Conseils pratiques et conclusion
Même lorsque la loi permet une dispense, il est souvent pertinent de produire une version concise du rapport de gestion à des fins de transparence auprès des associés et partenaires financiers. La rédaction d’un document simple et clair protège le dirigeant et facilite la prise de décision. En cas de doute ou de situation complexe (fusion, litige important, nomination d’un commissaire), il est conseillé de consulter un expert-comptable ou un avocat spécialisé pour s’assurer du respect des obligations et éviter les risques juridiques.
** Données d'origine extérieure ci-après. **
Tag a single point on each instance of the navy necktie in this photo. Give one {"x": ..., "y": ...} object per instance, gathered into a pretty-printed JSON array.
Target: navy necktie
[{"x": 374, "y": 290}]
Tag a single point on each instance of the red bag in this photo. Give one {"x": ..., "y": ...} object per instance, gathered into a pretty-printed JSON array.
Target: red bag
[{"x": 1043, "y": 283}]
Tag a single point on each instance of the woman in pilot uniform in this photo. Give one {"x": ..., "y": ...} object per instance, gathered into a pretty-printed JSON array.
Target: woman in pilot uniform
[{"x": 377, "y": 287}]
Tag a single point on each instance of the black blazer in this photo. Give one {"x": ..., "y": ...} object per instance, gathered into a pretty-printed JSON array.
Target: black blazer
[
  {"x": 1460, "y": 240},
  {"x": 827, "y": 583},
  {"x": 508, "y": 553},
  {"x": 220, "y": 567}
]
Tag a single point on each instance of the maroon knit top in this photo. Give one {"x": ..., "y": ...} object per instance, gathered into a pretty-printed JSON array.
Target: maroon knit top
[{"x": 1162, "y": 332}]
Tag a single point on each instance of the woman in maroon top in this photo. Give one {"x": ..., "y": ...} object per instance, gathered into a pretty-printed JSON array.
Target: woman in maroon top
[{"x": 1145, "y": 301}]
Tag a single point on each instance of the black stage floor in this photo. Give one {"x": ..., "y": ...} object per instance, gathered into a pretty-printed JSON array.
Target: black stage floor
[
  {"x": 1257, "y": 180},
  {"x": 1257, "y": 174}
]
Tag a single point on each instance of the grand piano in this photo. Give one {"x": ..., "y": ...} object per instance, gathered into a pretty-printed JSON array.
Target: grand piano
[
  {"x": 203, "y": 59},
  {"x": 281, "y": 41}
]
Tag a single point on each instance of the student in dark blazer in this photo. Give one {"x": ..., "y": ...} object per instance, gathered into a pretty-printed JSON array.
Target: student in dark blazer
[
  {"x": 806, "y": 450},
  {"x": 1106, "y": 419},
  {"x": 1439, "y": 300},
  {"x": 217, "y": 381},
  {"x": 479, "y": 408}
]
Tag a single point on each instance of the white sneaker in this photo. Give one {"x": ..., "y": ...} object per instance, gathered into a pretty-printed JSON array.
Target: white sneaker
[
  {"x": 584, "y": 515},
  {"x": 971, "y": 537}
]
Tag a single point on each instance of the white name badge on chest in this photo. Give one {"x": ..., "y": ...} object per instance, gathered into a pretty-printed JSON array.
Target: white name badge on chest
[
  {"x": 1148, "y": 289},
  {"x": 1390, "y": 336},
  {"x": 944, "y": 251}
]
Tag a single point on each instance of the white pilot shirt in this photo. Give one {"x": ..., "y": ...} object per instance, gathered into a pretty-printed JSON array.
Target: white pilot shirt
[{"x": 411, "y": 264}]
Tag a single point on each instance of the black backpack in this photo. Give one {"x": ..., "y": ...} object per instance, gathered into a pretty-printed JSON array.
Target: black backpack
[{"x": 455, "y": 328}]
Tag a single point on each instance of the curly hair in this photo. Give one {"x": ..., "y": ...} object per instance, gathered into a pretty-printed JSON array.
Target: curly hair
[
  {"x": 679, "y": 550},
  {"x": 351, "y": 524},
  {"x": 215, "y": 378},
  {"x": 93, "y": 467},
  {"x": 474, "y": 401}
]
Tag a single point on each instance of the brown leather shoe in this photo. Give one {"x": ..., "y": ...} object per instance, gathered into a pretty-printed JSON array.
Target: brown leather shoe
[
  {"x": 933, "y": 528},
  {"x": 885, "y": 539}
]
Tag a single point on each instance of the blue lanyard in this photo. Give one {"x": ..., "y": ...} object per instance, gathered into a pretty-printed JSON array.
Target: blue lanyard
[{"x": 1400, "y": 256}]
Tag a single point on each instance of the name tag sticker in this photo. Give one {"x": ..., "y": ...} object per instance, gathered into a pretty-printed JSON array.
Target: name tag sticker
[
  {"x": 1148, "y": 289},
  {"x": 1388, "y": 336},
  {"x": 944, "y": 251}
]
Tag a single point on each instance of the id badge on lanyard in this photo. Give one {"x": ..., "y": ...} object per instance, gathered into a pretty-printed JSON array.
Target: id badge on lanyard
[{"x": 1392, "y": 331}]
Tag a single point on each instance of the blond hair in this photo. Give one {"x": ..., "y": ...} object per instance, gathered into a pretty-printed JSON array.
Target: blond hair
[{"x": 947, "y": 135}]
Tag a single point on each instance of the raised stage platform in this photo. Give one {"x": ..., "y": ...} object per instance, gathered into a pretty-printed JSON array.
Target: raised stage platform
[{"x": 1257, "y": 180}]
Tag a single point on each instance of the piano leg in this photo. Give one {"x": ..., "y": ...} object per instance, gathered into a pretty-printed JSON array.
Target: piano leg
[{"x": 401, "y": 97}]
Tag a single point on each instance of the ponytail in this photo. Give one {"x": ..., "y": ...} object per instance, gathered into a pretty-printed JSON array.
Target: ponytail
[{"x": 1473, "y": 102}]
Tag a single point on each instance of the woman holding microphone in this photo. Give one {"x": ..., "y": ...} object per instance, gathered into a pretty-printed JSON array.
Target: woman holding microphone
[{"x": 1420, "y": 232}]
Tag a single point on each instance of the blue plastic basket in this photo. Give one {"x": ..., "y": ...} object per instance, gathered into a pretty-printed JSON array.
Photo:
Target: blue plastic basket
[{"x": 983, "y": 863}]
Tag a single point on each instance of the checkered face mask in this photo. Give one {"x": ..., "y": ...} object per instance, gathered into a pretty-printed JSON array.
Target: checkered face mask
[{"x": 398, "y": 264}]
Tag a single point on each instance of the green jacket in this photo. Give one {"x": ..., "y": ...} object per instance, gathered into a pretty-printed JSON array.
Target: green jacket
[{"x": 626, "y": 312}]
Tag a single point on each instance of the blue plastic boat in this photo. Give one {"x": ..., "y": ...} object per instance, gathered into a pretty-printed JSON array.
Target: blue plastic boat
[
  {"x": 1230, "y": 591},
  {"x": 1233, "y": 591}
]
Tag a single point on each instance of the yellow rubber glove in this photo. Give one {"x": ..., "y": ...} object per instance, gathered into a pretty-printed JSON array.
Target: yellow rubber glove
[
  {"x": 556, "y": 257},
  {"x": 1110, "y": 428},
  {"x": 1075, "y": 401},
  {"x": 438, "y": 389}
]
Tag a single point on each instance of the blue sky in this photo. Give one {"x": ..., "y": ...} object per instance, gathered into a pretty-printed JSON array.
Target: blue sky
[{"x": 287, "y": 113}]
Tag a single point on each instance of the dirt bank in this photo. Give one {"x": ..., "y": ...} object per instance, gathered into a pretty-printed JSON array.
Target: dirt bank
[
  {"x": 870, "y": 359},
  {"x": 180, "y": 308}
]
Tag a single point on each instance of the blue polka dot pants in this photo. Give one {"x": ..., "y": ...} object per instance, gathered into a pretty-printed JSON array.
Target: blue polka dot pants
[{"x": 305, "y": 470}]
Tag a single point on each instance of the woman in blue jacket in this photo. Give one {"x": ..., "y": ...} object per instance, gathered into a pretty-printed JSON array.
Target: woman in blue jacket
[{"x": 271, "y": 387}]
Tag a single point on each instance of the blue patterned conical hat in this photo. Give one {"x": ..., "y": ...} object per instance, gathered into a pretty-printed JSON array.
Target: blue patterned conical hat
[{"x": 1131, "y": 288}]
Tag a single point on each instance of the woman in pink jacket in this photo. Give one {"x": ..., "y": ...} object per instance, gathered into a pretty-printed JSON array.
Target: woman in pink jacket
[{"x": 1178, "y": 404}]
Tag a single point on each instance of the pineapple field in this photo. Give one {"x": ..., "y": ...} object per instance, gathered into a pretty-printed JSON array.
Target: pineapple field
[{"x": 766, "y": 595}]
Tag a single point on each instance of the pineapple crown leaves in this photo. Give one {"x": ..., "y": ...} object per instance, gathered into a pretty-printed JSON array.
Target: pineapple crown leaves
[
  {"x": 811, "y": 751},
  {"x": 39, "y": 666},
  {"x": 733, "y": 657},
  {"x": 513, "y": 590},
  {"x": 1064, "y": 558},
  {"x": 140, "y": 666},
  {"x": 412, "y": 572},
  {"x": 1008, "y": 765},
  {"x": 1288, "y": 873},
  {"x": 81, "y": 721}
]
En résumé : la SASU est généralement concernée par l’obligation de rapport de gestion, mais des dispenses existent sous conditions. La responsabilité du président est centrale, la documentation du calcul des seuils essentielle, et la consultation d’un professionnel recommandée pour les cas ambigus. Ce cadre aide à concilier conformité légale et gestion pragmatique de l’information financière.